Dear Trevor, I’ve been struggling with my sexuality since I was 16, no one knows that I’m gay. I haven’t told anyone because I’m afraid. I live in a country where being gay is worse than hitting a woman, where being gay is seen as a sin. I don’t know if my parents and friends will accept me like this. I feel so alone sometimes because of this. I really want to come out because I feel like I’m in a prison. I want to be able to tell someone how I feel, but- at the same time- I feel scared. I don’t know if I’ll be able to endure all of the things people will say to me. Also, I don’t know who I should tell first, my parents or my friends; and how should I say it?
Thank you for writing into the TrevorProject. You should know that it takes courage to reach out for help when you feel like you’re keeping such a huge secret from the people and want to confide in the most. I understand your inclination to be honest with your family and friends because you don’t want to feel like you can’t be yourself with the very people who are supposed to love you unconditionally. First, before I offer you any kind of advice I want you to know and believe that you are worthy of love no matter what your sexuality is. You are not abnormal or sinful because of who you may love.

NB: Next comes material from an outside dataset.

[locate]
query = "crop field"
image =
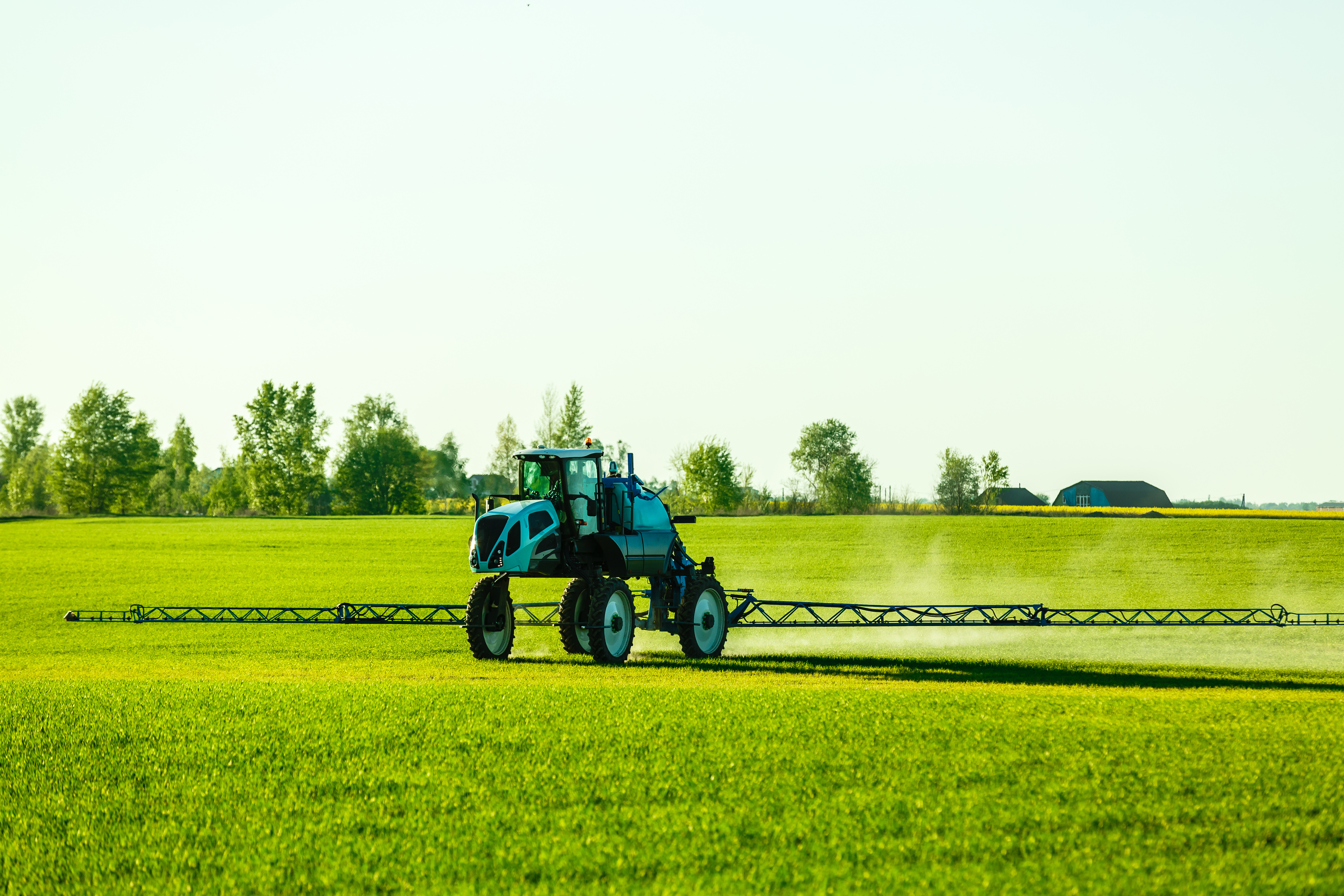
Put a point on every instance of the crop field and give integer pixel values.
(214, 758)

Having said that, you are not obligated to come out to your family or friends. You mentioned that where you live being gay is a serious social taboo so you need to consider whether you would be safe coming out to your family and friends. They may share this information with others who might feel that they have the right to confront you about your sexuality. If you feel that your safety is not in question, coming out can be a great opportunity for you to fully be yourself fully around your loved ones; it may also force your family and friends to reconsider your beliefs about homosexuality and homosexual individuals. It may make it easier for you to date and make new friends.

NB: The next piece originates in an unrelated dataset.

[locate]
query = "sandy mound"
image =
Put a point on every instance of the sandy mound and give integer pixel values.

I encourage you to consider some of these questions in deciding what your decision will be. You might want to consider how feel about keeping this part of yourself hidden from your family compared to how stressed you feel at the thought of sharing this with your loved ones. If you do come out would you be safe in your household emotionally and physically. If you decided to tell them and they kicked you out, would you have an alternative place to live? Would you be able to continue to go to school and support yourself financially, or would someone be willing to help you do this? If you are not certain in this regard you should consider waiting to come out until you are financially independent so that you family can’t use this power imbalance to control you.
Here are some resources you might want to check out to help you figure out how to come out and how to help your family and friends process your sexuality. You might find it helpful to write out and rehearse things you might say. On http://www.amplifyyourvoice.org/youthresource/comingoutquestions you’ll find an article called “Coming Out to Your Parents: Questions to Think About” which may be of help to you. You might want to you’re your parents a book called “Now That You Know – A Parent’s Guide to Understanding Their Gay and Lesbian Children,” which addresses many issues and questions that arise for parents of gay and lesbian. You could also check out a website called www.pflag.org (parents, families and friends of lesbians and gays), click on “get support” and then click on “for family and friends” for more information to share with your family and friends about understanding their gay loved one.
You can always reach to The Trevor Lifeline at 866-4-U-TREVOR, TrevorChat, and TrevorSpace if you need more information or someone to hear you out. We are always here for you, Luis, and I wish you the best of luck.